Ability: 1. To define and analyze simple mathematical models solvable by means of integrals and differential equations.
2. To compute definite integrals.
3. To solve differential equations with the method the separation of variables. To solve linear and Bernoulli differential equations.
4. To discuss linear systems.
5. Topics related to multivariable functions: traces, level curves, gradient, tangent plane and linear approximation. - Prerequisites
- In order to be able to understand and reach the objectives of the course of Mathematical Analysis, the student must have gained all the knowledge and abilities related to topics of the course program of Mathematics.
- Teaching methods
- The course is organized as follows: lectures on all subjects of the course, classroom exercises to prepare students for the written exams. It is planned a tutor teaching activity.
- Other information
- Attendance: optional but strongly recommended
- Learning verification modality
- The exam is made of both a written and oral test. The written test consists of the solution of four problems and has a duration of at most three hours. Its objectives are the following: - The understanding of the proposed problems;
- The handling of mathematical instruments;
- The interpretation of the results obtained. The oral test consists of a talk of about 30 minutes and is aimed at testing the degree of comprehension reached by the student and his skills in handling mathematical objects, with particular attention to his capacity of finding connections between the topics explained. - Extended program
- Integrals and ordinary differential equations.
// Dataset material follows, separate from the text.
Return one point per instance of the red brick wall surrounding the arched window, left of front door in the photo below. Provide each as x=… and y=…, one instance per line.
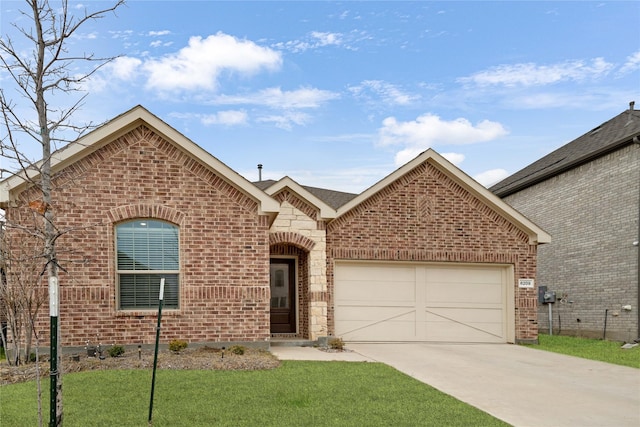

Indefinite integrals. Integration by substitution and by parts. Numerical integration. Ordinary differential equation: terminology and notations, solution, order. Initial value problems. First-order equations: separation of variables. The Malthusian growth model. First-order linear equations. The Bernoulli equation. The Verhulst model (the logistic growth model). The Gompertz model. Systems of the first order differential linear equations.
Introduction to Linear Algebra.
Matrices, operations with matrices, determinant and inverse of matrices. The rank of a matrix. Systems of linear equations. Cramer's rule and Rouché-Capelli Theorem.
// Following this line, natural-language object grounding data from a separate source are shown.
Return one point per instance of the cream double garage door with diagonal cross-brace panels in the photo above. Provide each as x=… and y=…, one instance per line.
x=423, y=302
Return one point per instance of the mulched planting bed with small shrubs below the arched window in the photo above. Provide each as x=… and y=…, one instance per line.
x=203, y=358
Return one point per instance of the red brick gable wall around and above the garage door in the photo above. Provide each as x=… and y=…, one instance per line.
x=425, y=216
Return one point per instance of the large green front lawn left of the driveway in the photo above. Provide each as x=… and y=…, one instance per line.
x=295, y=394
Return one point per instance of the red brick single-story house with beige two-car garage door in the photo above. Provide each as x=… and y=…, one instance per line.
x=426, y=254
Real three-dimensional space and Cartesian coordinate system, coordinate axes and coordinate planes. Distance between two points in three-dimensional space. Lines and planes in three-dimensional space. Vectors in 3-D space. Linear independence. Linear transformations (rotation, reflections) and translationn (or "shift"). Eigenvalues and eigenvectors of matrices.
Functions of more real variables.
Functions of two real variables: domain, range, graph. Level curves. Quadratic surfaces. Partial derivatives, gradient. Directional derivatives. Higher order partial derivatives. Tangent plane and linear approximation.